Neyland was active in student life. He served as a private in “B” Company of the Military Department, and joined the Graham Literary Society at the university. During his senior year (1912-1913) Neyland became a Lieutenant in “C” Company of the Military Department. An editor’s note in the 1913 Gumbo specifically makes reference to him in “C” Company’s description:
“Taken as a whole ‘C’ Company is some gun on the campus. Day and night drill and other military performances have initiated into us loyal emotions, especially into the heart of our fond Lieutenant, J.J. Neyland, who says that when the jaybird pipes his tuneful lay and the sweet reminder of the dawn sounds, his heart flaps up and down like a churn dasher and he utters unmentionable phrases.”
He was also involved in The Grand and Exalted Order of the Hoboes, an informal social club, and served as an aide to the President in his senior year. Neyland graduated from Louisiana State University in 1914 with a Bachelor of Arts Degree - his senior quote reads “Virtue! I love, yet tread the path of crime.”
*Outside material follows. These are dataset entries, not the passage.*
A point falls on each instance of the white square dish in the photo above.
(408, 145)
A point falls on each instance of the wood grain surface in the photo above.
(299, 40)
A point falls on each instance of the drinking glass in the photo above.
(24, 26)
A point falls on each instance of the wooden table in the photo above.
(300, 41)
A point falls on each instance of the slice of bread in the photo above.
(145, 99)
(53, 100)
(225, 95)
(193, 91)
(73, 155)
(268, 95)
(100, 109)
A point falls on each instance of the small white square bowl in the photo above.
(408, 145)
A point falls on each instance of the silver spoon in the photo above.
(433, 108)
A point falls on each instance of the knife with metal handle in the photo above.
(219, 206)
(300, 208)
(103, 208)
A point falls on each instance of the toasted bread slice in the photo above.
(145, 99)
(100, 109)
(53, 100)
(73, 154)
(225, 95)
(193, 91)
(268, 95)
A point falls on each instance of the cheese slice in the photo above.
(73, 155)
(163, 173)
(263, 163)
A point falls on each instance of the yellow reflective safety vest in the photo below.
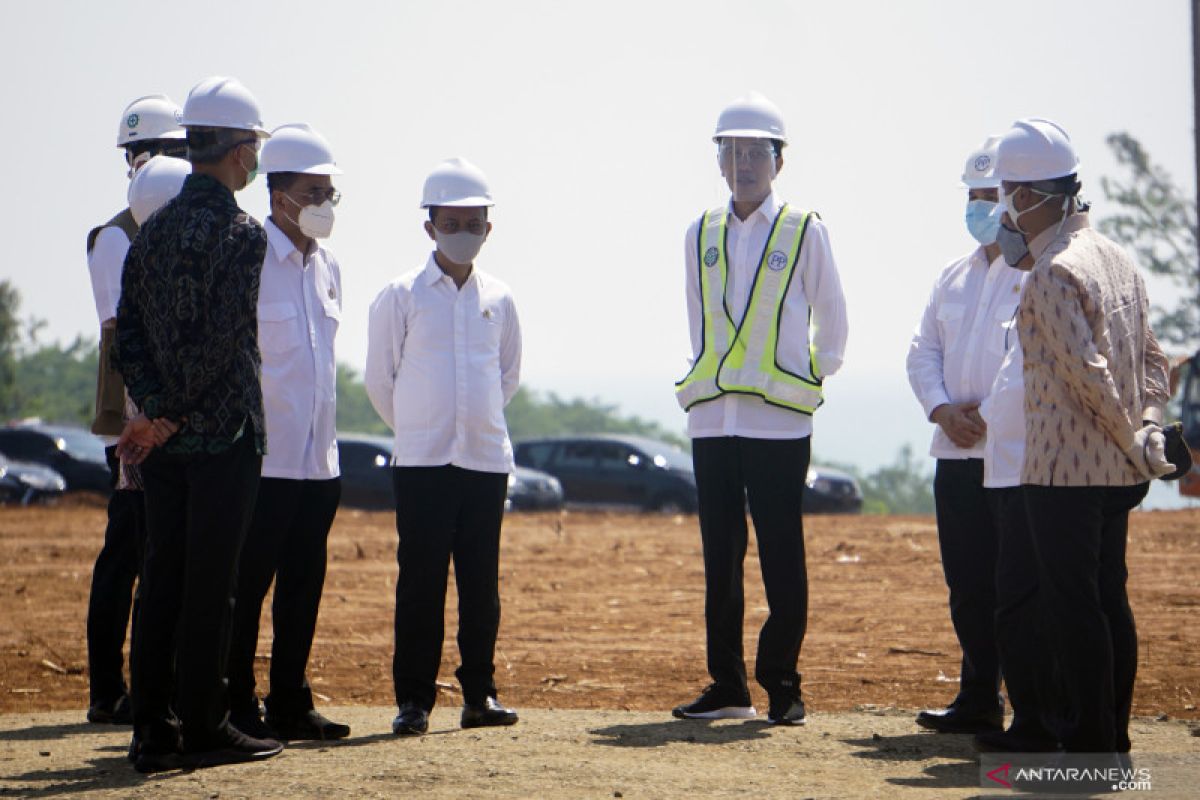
(742, 359)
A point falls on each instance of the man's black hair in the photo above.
(209, 145)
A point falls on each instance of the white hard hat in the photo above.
(1035, 150)
(297, 148)
(456, 181)
(159, 180)
(981, 168)
(751, 116)
(222, 103)
(154, 116)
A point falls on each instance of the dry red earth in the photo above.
(606, 612)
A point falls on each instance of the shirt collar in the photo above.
(1077, 221)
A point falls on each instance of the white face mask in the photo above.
(461, 247)
(315, 221)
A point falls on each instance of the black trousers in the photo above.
(197, 512)
(112, 590)
(769, 475)
(966, 534)
(1025, 657)
(286, 543)
(442, 513)
(1079, 540)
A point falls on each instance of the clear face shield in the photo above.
(748, 166)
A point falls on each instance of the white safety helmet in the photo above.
(979, 172)
(297, 148)
(751, 116)
(155, 184)
(223, 103)
(154, 116)
(1035, 150)
(456, 181)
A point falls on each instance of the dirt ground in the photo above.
(601, 612)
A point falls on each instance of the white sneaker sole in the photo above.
(727, 713)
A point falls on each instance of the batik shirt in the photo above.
(186, 324)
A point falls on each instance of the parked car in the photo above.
(831, 491)
(24, 483)
(366, 477)
(76, 453)
(615, 470)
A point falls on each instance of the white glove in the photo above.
(1149, 452)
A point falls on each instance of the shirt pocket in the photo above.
(279, 328)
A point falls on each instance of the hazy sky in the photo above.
(593, 121)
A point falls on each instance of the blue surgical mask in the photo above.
(983, 220)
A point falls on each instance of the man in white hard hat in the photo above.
(952, 364)
(149, 126)
(187, 346)
(443, 361)
(299, 311)
(768, 325)
(1095, 389)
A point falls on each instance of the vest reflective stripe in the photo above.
(742, 359)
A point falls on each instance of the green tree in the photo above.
(1157, 221)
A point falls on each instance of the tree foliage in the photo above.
(1157, 221)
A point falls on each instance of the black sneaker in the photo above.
(718, 702)
(309, 725)
(786, 709)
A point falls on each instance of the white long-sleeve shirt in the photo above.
(299, 311)
(105, 264)
(959, 343)
(816, 287)
(442, 365)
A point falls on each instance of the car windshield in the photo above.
(81, 444)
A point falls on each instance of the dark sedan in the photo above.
(366, 477)
(76, 453)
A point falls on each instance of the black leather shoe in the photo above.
(958, 719)
(1015, 741)
(118, 711)
(412, 720)
(310, 725)
(487, 714)
(786, 710)
(717, 702)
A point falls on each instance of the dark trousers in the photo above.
(197, 512)
(442, 513)
(769, 474)
(1079, 539)
(112, 590)
(966, 534)
(286, 543)
(1025, 656)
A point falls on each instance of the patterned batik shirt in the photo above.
(186, 324)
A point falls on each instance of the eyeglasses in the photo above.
(477, 227)
(755, 152)
(318, 196)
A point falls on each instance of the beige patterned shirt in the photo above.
(1093, 370)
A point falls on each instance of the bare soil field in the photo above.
(603, 612)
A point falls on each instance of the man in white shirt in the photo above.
(443, 361)
(149, 126)
(299, 310)
(768, 324)
(952, 364)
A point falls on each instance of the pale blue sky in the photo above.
(593, 122)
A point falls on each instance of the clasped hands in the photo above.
(143, 434)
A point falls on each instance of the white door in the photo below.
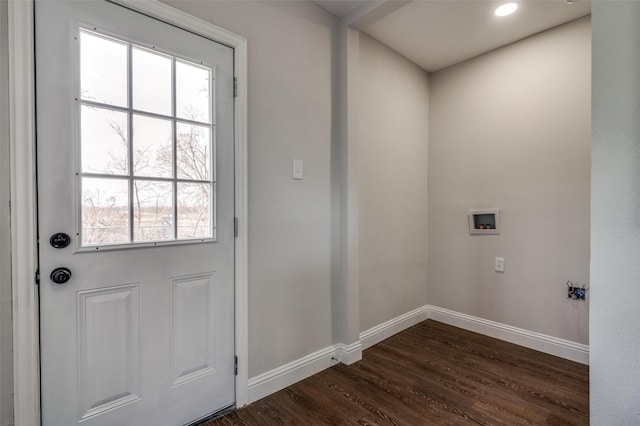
(135, 165)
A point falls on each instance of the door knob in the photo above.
(60, 275)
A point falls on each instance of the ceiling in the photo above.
(436, 34)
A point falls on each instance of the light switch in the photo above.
(297, 170)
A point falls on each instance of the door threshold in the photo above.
(213, 416)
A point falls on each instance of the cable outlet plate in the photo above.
(576, 293)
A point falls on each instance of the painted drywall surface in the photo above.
(392, 183)
(6, 333)
(511, 130)
(615, 205)
(290, 116)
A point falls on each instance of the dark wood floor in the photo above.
(432, 374)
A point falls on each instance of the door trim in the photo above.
(23, 196)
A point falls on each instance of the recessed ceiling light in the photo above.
(506, 9)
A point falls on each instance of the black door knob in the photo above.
(60, 275)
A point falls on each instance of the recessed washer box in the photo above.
(484, 222)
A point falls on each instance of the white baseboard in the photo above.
(288, 374)
(348, 354)
(529, 339)
(387, 329)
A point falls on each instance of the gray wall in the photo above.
(511, 130)
(290, 116)
(393, 118)
(615, 206)
(6, 332)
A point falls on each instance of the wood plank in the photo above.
(432, 374)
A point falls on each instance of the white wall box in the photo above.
(484, 222)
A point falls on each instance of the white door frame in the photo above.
(26, 362)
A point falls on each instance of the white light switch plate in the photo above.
(297, 171)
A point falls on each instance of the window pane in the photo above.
(152, 210)
(194, 210)
(105, 211)
(152, 147)
(193, 152)
(151, 82)
(104, 141)
(103, 69)
(193, 90)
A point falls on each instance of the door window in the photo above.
(147, 145)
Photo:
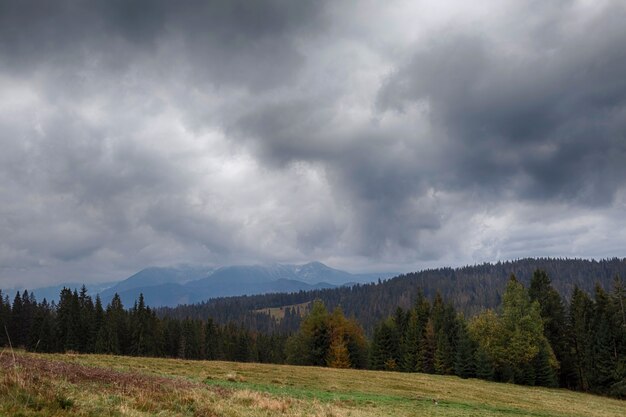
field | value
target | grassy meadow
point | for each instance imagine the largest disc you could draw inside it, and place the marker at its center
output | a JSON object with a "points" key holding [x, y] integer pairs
{"points": [[101, 385]]}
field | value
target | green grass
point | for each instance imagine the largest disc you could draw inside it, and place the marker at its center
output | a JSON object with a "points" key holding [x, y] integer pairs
{"points": [[278, 313], [94, 385]]}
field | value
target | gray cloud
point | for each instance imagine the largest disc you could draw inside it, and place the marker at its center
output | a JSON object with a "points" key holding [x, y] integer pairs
{"points": [[140, 133], [541, 122]]}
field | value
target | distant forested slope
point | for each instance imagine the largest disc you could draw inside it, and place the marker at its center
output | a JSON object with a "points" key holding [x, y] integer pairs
{"points": [[471, 289]]}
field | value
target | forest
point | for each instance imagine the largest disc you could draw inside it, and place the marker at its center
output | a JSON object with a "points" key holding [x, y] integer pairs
{"points": [[533, 337]]}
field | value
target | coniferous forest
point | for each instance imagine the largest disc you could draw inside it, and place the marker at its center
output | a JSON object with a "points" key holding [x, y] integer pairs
{"points": [[533, 337]]}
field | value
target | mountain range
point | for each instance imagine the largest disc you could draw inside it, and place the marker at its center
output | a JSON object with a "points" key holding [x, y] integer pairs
{"points": [[170, 286]]}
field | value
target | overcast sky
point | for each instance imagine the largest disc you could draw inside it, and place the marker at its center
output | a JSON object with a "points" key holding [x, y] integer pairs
{"points": [[370, 135]]}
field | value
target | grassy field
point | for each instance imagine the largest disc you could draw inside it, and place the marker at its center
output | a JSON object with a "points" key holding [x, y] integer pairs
{"points": [[98, 385], [278, 313]]}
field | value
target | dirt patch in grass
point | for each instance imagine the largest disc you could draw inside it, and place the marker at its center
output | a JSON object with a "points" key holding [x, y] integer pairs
{"points": [[76, 373]]}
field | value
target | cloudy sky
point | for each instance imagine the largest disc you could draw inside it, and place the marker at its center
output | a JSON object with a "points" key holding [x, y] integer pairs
{"points": [[370, 135]]}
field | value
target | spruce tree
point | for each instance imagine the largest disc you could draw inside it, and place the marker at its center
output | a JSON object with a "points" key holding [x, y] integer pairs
{"points": [[580, 324], [484, 365], [553, 314], [464, 364], [545, 374]]}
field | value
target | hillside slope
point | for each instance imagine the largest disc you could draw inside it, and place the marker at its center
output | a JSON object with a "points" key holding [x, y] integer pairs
{"points": [[471, 289], [82, 385]]}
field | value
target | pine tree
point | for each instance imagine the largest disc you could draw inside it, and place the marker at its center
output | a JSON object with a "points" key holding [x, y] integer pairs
{"points": [[484, 365], [427, 349], [384, 351], [15, 329], [464, 365], [211, 337], [580, 323], [5, 315], [553, 314], [545, 374]]}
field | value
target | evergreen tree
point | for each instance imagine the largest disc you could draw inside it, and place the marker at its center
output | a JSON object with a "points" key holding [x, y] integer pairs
{"points": [[384, 353], [5, 316], [553, 314], [211, 337], [427, 349], [544, 372], [15, 329], [464, 364], [580, 324], [310, 345]]}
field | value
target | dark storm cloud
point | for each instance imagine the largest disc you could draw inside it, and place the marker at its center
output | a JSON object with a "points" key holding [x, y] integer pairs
{"points": [[232, 42], [388, 136], [544, 121]]}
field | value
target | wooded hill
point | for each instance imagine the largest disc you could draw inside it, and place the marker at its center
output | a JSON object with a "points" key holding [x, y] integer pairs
{"points": [[471, 289]]}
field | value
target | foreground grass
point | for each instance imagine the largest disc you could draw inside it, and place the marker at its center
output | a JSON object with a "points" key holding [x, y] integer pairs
{"points": [[100, 385]]}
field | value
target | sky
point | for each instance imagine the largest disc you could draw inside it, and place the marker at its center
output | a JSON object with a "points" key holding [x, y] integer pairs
{"points": [[369, 135]]}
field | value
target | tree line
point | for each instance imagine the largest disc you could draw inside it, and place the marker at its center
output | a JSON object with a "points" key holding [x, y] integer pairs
{"points": [[79, 323], [533, 337], [470, 289]]}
Jasper Neyland worked as both a faculty member at Sulphur High School and an employee of the Sulphur Company before attending Officers’ Training School at Leon Springs, Texas. Having been commissioned as a First Lieutenant in the later part of 1917, Neyland was assigned to El, Paso, Texas, where he saw his first action when leading a detachment of soldiers against Mexican raiders on the ground of the International Bridge over the Rio Grande River at El Paso. Towards the end of June 1918, Neyland was sent overseas for duty as a 1st Lieutenant in the AEF, American Expeditionary Forces, and hit the front three weeks after arriving in France. He was part of the first major and distinctly American offensive, the attack on the St. Mihiel salient in France led by General John J. Pershing (1860-1948), Neyland served on the front from July 1918 until his death on November 10, 1918, tragically just one day before the armistice and end of hostilities. Jasper Joseph Neyland died instantly when hit by shrapnel in Thiaucourt, a village in the St. Mihiel salient, France. He was buried in Jaulny, France, but his remains were returned home in 1921. The letter from his superior officer regarding his death describes him as “…a noble boy, ready to meet his God, unusually beloved by his men, and respected and admired by his fellow officers.”
The American Legion Post 209 in Opelousas, Louisiana, is named for Neyland. Neyland’s descriptive and heartfelt letters from camp and the warfront to his girlfriend, Elsie Walker, are housed in the J. P. Knox and Family Papers in LSU Libraries Special Collections.